As of now, Johnson has 33 points in 27 games in the NCAA as Michigan moves forward in the Big Ten Tournament after defeating Michigan State in the quarterfinals. He was also named as an alternate for Team Canada in the Olympic Games after the NHL players were withdrawn from the competition, however, he played the entirety of the tournament and put up five points in his five games.

Johnson was expected to be one of the top players in the NCAA this season, and he’s certainly lived up to those expectations. Currently eleventh in points-per-game in the entire league, he has been a major part of his team’s success while also appearing on highlight reels with his incredible puck handling abilities. The departure of the aforementioned Power and Beniers is likely to happen following the current season, and with the possibility that Luke Hughes and a couple of others may follow suit, it’s the perfect time for Johnson to make the jump to pro hockey if they win the Frozen Four.

The Blue Jackets’ Options

If the Blue Jackets sign Johnson to his entry-level contract prior to the conclusion of this season, they will burn a year on his contract, however, it’ll give them a chance to let him get used to the NHL lifestyle before his official rookie season. The Frozen Four Championship game is scheduled for April 9, and the Blue Jackets have a total of nine regular-season games after that date. If the team is confident that he’s ready to play at the NHL level, then this would be a great option to get him as prepared as possible for next season. Because of the contract having a year burned in that scenario, it is a fairly risky option for the team’s long-term cap management, despite the potential positive aspects. If Michigan is eliminated prior to the Frozen Four, this option becomes much more attractive since they’ll get more value out of the contract year being burned.

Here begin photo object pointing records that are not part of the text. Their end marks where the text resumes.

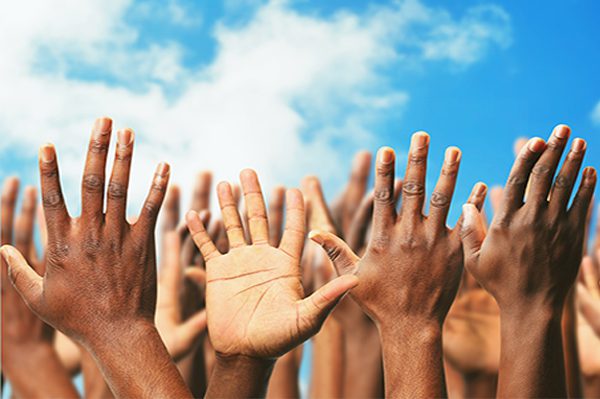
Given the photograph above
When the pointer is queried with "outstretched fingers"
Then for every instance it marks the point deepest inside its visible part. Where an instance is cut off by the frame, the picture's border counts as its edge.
(116, 203)
(444, 189)
(92, 184)
(294, 233)
(255, 206)
(200, 236)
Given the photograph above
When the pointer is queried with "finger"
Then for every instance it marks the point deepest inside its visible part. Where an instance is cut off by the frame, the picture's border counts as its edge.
(171, 211)
(476, 198)
(201, 199)
(357, 233)
(472, 234)
(55, 211)
(197, 275)
(542, 173)
(10, 190)
(444, 189)
(200, 236)
(276, 215)
(25, 221)
(582, 199)
(28, 283)
(318, 305)
(116, 205)
(343, 259)
(292, 240)
(590, 277)
(319, 217)
(589, 307)
(154, 200)
(413, 189)
(496, 195)
(255, 206)
(384, 212)
(518, 178)
(231, 216)
(357, 186)
(565, 181)
(92, 184)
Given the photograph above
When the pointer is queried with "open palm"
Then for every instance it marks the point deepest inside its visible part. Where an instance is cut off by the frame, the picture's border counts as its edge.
(255, 300)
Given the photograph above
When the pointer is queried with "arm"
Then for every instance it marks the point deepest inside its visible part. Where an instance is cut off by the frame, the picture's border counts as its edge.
(108, 265)
(410, 272)
(27, 351)
(258, 310)
(529, 259)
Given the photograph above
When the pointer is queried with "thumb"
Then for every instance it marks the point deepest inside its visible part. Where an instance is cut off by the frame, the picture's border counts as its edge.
(342, 257)
(28, 283)
(472, 232)
(317, 306)
(190, 329)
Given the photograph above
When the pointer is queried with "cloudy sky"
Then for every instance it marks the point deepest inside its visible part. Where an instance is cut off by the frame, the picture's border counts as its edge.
(293, 87)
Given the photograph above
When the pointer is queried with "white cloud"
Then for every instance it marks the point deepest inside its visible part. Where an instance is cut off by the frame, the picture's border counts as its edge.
(596, 114)
(272, 80)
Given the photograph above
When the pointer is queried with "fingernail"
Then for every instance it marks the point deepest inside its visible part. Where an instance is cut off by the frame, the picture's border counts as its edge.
(163, 169)
(124, 137)
(386, 155)
(47, 153)
(102, 124)
(536, 144)
(452, 155)
(578, 145)
(562, 131)
(314, 235)
(480, 189)
(420, 140)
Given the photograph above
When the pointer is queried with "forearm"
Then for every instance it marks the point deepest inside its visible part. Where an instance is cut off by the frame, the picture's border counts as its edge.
(239, 377)
(531, 357)
(135, 363)
(328, 361)
(37, 372)
(284, 379)
(569, 333)
(94, 385)
(481, 385)
(363, 373)
(412, 359)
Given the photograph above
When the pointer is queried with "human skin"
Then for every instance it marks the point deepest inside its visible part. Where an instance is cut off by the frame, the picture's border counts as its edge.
(28, 353)
(528, 261)
(99, 286)
(255, 301)
(410, 271)
(588, 324)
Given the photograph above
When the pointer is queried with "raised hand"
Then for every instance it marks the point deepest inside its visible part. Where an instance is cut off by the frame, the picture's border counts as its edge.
(27, 342)
(410, 271)
(529, 260)
(255, 301)
(99, 286)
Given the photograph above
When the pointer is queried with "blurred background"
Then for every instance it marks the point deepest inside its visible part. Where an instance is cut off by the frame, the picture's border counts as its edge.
(294, 87)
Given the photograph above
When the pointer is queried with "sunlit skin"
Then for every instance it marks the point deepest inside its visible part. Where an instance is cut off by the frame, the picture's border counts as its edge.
(255, 301)
(27, 342)
(410, 271)
(528, 261)
(99, 286)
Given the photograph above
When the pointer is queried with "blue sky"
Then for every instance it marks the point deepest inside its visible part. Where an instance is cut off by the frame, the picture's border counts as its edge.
(295, 87)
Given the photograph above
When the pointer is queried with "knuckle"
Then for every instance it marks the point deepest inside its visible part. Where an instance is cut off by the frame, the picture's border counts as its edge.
(413, 189)
(98, 146)
(116, 190)
(52, 199)
(93, 183)
(440, 200)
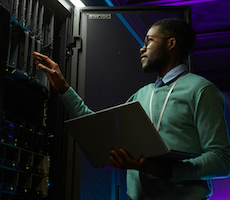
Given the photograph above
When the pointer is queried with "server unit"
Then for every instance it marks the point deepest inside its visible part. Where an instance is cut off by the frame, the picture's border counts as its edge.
(28, 162)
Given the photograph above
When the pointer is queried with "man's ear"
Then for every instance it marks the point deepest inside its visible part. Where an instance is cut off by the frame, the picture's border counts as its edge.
(172, 43)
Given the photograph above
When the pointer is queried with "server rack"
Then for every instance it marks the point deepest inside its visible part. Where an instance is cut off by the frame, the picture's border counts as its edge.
(29, 159)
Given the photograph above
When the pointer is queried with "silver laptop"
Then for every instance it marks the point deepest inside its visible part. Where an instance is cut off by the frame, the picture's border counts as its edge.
(124, 126)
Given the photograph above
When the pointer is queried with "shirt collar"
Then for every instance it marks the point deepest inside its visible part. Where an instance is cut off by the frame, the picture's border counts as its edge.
(173, 73)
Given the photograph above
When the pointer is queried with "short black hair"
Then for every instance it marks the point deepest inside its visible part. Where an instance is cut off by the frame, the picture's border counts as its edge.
(181, 31)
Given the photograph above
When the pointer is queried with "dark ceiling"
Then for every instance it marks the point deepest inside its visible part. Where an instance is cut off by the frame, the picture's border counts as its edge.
(211, 21)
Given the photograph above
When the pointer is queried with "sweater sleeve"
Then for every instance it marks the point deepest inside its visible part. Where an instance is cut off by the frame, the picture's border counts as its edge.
(74, 103)
(210, 122)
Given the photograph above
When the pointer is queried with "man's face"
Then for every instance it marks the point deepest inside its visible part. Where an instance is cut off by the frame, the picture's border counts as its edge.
(154, 55)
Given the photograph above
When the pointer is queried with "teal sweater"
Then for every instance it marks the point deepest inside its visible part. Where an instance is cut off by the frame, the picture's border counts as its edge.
(193, 122)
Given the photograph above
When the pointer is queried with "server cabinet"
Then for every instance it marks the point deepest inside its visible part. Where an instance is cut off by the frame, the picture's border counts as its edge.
(109, 72)
(32, 139)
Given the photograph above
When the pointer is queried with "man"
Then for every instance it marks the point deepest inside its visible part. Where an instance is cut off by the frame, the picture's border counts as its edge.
(187, 111)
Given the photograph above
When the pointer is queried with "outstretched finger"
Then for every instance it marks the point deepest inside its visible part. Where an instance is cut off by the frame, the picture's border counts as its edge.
(45, 60)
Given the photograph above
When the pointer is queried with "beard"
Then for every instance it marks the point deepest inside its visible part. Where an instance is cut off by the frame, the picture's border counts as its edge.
(156, 62)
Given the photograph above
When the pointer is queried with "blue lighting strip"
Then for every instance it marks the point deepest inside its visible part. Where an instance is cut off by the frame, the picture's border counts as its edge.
(126, 24)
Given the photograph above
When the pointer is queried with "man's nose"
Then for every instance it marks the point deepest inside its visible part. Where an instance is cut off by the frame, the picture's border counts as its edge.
(143, 49)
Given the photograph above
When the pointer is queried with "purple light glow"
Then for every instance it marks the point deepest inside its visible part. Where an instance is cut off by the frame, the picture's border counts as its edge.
(171, 2)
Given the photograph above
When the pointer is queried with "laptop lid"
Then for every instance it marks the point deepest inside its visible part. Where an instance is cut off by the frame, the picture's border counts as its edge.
(124, 126)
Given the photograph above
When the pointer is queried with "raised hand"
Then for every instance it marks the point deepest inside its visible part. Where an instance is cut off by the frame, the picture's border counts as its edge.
(52, 71)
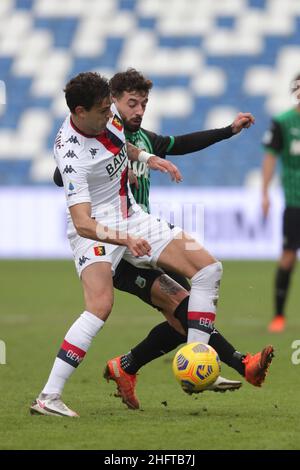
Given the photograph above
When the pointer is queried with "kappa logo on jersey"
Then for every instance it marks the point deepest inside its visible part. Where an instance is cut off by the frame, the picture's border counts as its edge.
(83, 260)
(70, 154)
(99, 250)
(114, 168)
(93, 152)
(117, 123)
(73, 140)
(71, 188)
(69, 169)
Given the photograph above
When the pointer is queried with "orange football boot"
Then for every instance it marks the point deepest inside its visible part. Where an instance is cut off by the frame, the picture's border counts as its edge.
(125, 382)
(256, 367)
(277, 325)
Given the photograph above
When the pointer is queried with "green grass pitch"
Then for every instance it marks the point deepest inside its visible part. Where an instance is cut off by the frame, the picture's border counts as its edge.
(41, 299)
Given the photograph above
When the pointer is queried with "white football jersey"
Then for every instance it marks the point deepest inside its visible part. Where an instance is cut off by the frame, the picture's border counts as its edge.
(95, 170)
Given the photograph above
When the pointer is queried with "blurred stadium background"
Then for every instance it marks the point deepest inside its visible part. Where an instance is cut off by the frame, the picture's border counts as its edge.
(207, 59)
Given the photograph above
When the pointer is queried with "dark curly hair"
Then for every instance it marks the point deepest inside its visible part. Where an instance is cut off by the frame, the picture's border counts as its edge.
(86, 89)
(131, 80)
(295, 85)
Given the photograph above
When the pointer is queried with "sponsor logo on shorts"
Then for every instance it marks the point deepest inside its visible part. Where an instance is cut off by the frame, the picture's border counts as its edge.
(99, 250)
(73, 140)
(93, 152)
(70, 154)
(82, 260)
(140, 282)
(71, 188)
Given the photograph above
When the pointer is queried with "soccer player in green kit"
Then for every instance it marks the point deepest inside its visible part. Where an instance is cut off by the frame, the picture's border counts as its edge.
(130, 91)
(282, 142)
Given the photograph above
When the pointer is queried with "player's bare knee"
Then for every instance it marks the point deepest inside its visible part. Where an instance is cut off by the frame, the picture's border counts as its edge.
(209, 276)
(100, 306)
(167, 294)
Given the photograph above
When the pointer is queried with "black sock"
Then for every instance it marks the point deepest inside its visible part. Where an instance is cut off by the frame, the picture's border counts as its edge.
(162, 339)
(227, 353)
(282, 281)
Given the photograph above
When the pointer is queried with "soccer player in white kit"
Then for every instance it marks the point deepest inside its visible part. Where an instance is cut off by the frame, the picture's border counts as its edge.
(105, 224)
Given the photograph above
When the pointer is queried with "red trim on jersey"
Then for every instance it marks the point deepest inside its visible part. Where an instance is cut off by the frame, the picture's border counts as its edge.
(82, 133)
(123, 192)
(108, 143)
(198, 315)
(70, 347)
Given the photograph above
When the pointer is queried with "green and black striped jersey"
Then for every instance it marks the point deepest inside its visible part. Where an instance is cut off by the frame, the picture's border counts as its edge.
(283, 140)
(154, 144)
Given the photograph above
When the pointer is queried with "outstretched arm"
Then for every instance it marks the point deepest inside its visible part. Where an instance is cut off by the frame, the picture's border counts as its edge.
(154, 162)
(193, 142)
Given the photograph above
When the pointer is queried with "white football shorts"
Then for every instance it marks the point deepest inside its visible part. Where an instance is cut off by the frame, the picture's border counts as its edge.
(158, 233)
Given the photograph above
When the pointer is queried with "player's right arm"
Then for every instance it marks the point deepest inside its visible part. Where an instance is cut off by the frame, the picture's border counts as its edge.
(87, 227)
(273, 143)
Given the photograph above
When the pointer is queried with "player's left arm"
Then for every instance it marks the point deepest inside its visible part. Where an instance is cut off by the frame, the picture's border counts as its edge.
(195, 141)
(154, 162)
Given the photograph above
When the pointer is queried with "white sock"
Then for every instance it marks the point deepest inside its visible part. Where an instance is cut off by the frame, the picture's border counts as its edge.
(73, 349)
(202, 303)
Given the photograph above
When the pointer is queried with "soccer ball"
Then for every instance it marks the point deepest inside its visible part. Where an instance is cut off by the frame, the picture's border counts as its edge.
(196, 366)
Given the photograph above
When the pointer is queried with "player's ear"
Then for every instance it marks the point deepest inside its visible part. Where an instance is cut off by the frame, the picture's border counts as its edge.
(80, 111)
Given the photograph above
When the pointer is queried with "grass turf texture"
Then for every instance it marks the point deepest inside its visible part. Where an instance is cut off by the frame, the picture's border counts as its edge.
(41, 299)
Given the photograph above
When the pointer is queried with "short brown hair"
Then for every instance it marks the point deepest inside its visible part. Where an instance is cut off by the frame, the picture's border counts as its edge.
(131, 80)
(86, 89)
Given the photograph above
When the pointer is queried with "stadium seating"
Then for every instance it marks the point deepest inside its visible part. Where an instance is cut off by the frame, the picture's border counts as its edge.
(208, 60)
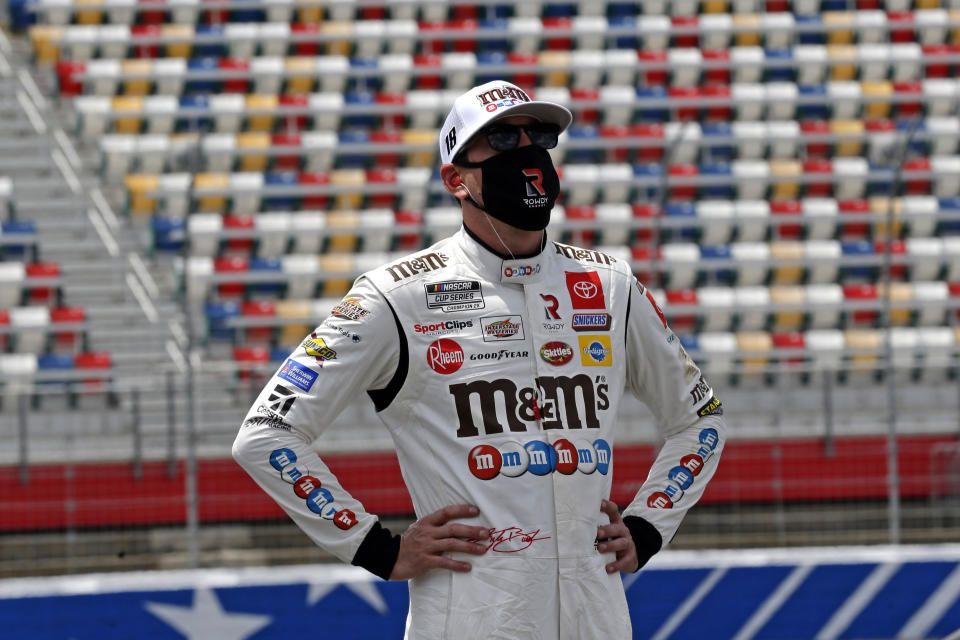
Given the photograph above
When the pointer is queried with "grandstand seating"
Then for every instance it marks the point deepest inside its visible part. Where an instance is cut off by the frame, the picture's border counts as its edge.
(775, 171)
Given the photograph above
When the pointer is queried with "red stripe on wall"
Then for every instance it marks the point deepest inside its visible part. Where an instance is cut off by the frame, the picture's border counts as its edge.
(109, 494)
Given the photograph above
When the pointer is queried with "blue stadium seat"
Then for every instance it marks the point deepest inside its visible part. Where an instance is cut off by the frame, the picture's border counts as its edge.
(217, 314)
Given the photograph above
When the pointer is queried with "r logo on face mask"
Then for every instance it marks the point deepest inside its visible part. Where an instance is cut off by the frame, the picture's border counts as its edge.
(534, 179)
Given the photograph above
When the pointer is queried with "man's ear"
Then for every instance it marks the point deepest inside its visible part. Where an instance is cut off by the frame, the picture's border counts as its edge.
(452, 181)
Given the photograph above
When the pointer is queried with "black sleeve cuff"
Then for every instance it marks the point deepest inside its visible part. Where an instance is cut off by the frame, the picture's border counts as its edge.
(646, 538)
(378, 552)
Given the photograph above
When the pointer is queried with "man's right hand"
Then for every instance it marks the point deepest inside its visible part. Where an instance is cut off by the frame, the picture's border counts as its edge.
(423, 544)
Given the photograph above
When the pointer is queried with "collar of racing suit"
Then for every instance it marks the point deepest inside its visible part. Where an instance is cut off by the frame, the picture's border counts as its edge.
(522, 269)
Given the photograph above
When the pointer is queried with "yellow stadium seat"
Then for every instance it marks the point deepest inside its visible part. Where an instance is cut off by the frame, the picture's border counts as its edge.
(877, 94)
(253, 140)
(89, 16)
(793, 295)
(300, 83)
(784, 174)
(138, 186)
(558, 68)
(843, 62)
(337, 268)
(43, 39)
(348, 178)
(842, 21)
(131, 104)
(212, 203)
(787, 274)
(847, 128)
(953, 16)
(343, 231)
(310, 14)
(747, 21)
(879, 206)
(262, 122)
(423, 158)
(755, 349)
(183, 32)
(289, 310)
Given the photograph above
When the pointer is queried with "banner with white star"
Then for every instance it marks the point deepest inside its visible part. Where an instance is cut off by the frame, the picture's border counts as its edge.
(866, 592)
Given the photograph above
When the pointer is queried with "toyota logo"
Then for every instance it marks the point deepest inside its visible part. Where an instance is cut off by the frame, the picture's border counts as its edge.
(585, 290)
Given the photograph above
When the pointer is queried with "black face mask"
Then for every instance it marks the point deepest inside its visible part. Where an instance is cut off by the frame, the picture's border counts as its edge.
(520, 187)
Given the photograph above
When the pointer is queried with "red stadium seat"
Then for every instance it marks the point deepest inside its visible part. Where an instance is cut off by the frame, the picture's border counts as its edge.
(231, 264)
(787, 208)
(235, 85)
(259, 309)
(240, 246)
(850, 209)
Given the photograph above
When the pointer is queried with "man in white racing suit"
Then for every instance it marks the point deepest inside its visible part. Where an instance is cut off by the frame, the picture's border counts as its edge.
(496, 359)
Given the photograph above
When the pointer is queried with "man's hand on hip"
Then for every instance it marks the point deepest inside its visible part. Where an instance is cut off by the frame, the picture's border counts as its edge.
(616, 537)
(423, 544)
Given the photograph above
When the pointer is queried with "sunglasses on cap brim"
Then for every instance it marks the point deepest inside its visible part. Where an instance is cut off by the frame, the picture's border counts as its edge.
(506, 137)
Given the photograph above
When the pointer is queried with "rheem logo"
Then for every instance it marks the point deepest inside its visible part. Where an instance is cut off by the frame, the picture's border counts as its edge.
(444, 356)
(344, 519)
(659, 500)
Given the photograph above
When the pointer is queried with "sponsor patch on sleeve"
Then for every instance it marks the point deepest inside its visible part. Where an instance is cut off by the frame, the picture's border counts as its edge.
(350, 309)
(712, 408)
(297, 375)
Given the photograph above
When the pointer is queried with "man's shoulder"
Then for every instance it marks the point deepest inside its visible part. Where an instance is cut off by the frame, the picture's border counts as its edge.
(406, 269)
(593, 258)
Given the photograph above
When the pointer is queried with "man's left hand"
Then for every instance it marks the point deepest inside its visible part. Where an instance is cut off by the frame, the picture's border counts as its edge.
(616, 537)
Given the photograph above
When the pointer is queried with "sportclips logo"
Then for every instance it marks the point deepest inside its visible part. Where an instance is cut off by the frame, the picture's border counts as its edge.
(682, 477)
(441, 328)
(307, 487)
(512, 459)
(559, 402)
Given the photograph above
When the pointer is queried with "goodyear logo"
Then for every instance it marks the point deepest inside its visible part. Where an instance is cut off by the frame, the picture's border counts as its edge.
(317, 348)
(714, 407)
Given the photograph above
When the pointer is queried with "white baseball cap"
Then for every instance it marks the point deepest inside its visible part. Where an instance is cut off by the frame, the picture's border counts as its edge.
(492, 101)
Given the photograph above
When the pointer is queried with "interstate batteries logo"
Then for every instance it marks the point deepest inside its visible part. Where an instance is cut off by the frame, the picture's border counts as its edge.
(444, 356)
(512, 459)
(350, 309)
(499, 328)
(454, 295)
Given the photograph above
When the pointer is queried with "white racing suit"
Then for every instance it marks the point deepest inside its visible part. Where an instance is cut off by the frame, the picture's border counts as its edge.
(499, 381)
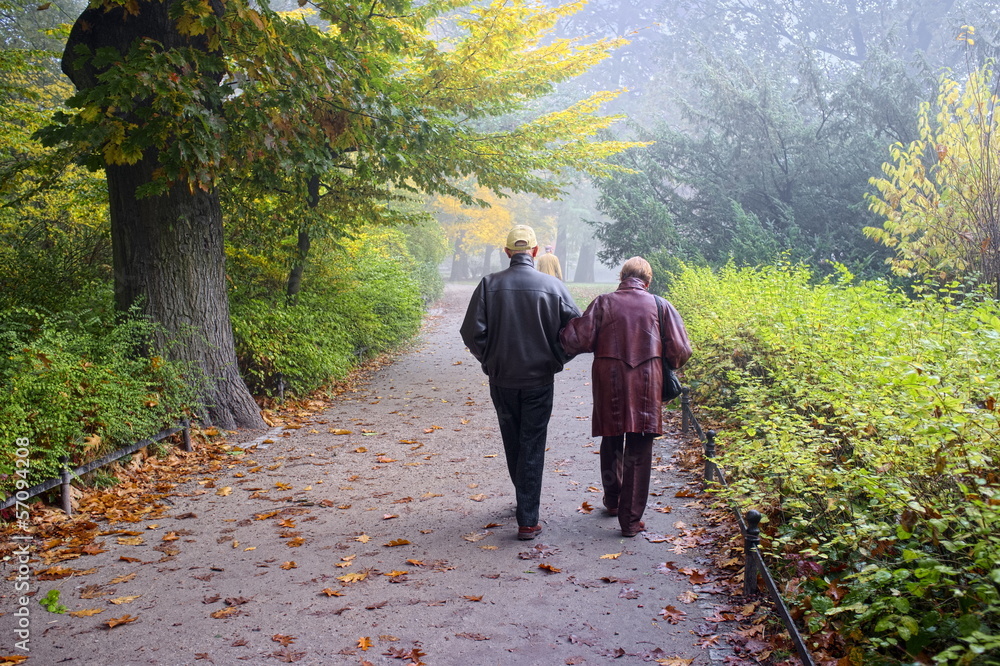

The Blue Jackets would also be able to mimic what they did with Michigan alumnus Zach Werenski and have the Cleveland Monsters sign Johnson to an amateur tryout agreement. This would allow the Blue Jackets to retain the year on his entry-level contract while getting him professional playing time with their American Hockey League (AHL) affiliate. The Monsters will have 10 games remaining in the regular season by the time he is available, assuming Michigan advances to the Frozen Four, however, he’d really only be able to play in eight or nine at most. With the Monsters at the bottom of the division, they wouldn’t be near the playoff picture which prevents him from achieving the same level of AHL success as Werenski, who won the Calder Cup in his only stint at that level.

Zach Werenski Columbus Blue Jackets
Zach Werenski, Columbus Blue Jackets (Jess Starr/The Hockey Writers)

The final option the Blue Jackets could choose is letting Johnson enjoy his offseason and hold off on making a decision regarding his future until the summer. Returning to Michigan to play his junior season is always an option for him as well if he believes that it would be the best move for his career.

Related: Blue Jackets’ Max Domi Talks Playoff Push, Social Media & His Future

Depending on what happens over the course of the next month, the way the Blue Jackets decide to handle this situation could change. As we all know, general manager Jarmo Kekalainen doesn’t tend to rush into decisions and it’s likely he won’t do it here either. If they are out of the playoff race, the second and third options become more tempting to save a year on Johnson’s contract. If they’re able to find a way to sneak into a battle for a playoff spot though, adding him as a reinforcement may be too good of an option to pass up.